Henry V is a patriotic play. It captures a bright, if brief, moment in English history, when at Agincourt the vastly outnumbered and weary English defeat the pampered and well armored French cavalry, paving the (bloody) way for the union of English and French crowns in the person of Henry VI. Henry’s famous St. Crispin’s day speech has become the model for patriotic rallying cries ever since, from Mel Gibson’s speech in Braveheart to Bill Pullman’s in Independence Day (the latter, in turn, became a rather silly model for Boris Johnson and Nigel Farage during the Brexit campaign). But the fervor of this dangerously jingoistic patriotism is leveled by Henry’s moral wrestlings.

This is Sam Ashdown’s third year in Cedar City as Harry/Hal/King Henry, and he has grown into the present part, inhabiting his role as the maturing king much more comfortably than he did the louche playboy Hal. He plays this ambiguous role convincingly, his Henry a sincere if troubled ruler: he can be furious and indignant when betrayed by his officers and intimates or quietly disturbed as he silently acquiesces to the execution of his former friend; he can be awkward but playful as a lover, restrained and merciful as a victor, vigorous and inspiring as a leader (one anticipates with some pleasure his appearance as Julius Caesar later this season).

Larry Bull, who played Henry IV in the first two parts of the trilogy, also returns this season, satisfying demands in multiple roles but most importantly as the Chorus. Director Brian Vaughan has him hover about the stage long after his lines are delivered, turning his presence—especially for the audiences who will recognize him as Henry IV—into a ghostly witness. Todd Denning’s Fluellen revives some of the Falstaffian vitality from the first two plays (if without the debauchery). And Eddie Lopez’ spoiled and irresponsible dauphin is a perfect foil for Henry.

The sets, music and lighting are equal to the challenge of this virile play: the stage is festooned with floor to ceiling banners (the English St. George Cross will be more easily recognizable since its use by the Brexit “Leave” camp, which was predominantly English), the battle scenes thunder across the smoky planks, and Bardolph’s execution proves physically poignant. In the most striking piece of stage design (courtesy Scott Davis), a giant wax seal, in bloody red, covers the floor—the upper seats will have a better view of its emblazoned V—reminding audience and characters alike of the responsibility that comes with bearing the royal seal.

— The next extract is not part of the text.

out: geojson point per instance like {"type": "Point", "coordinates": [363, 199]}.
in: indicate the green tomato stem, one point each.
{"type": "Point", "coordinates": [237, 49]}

Responsibility infuses this play with its electrifying touch, and brings it home to our times. Ensconced in the ease of their power and wealth, politicians frequently treat the world like a mere stage for their strutting and posturing, and many a citizen will second their dangerous endeavors; but as we are reminded far too often, in the real world a heavy reckoning awaits: more than a few protest voters awoke surprised and dismayed after the Brexit vote, and the entire world continues to groan under the reckoning of the Iraq invasion.

 

A scene from the Utah Shakespeare Festival’s 2016 production of Henry V. (Photo by Karl Hugh. Copyright Utah Shakespeare Festival 2016.)

A scene from the Utah Shakespeare Festival’s 2016 production of Henry V. (Photo by Karl Hugh. Copyright Utah Shakespeare Festival 2016.)

Utah Shakespeare Festival’s Henry V is at the Engelstad Shakespeare Theatre in Cedar City through September 10. For more information and tickets, visit bard.org.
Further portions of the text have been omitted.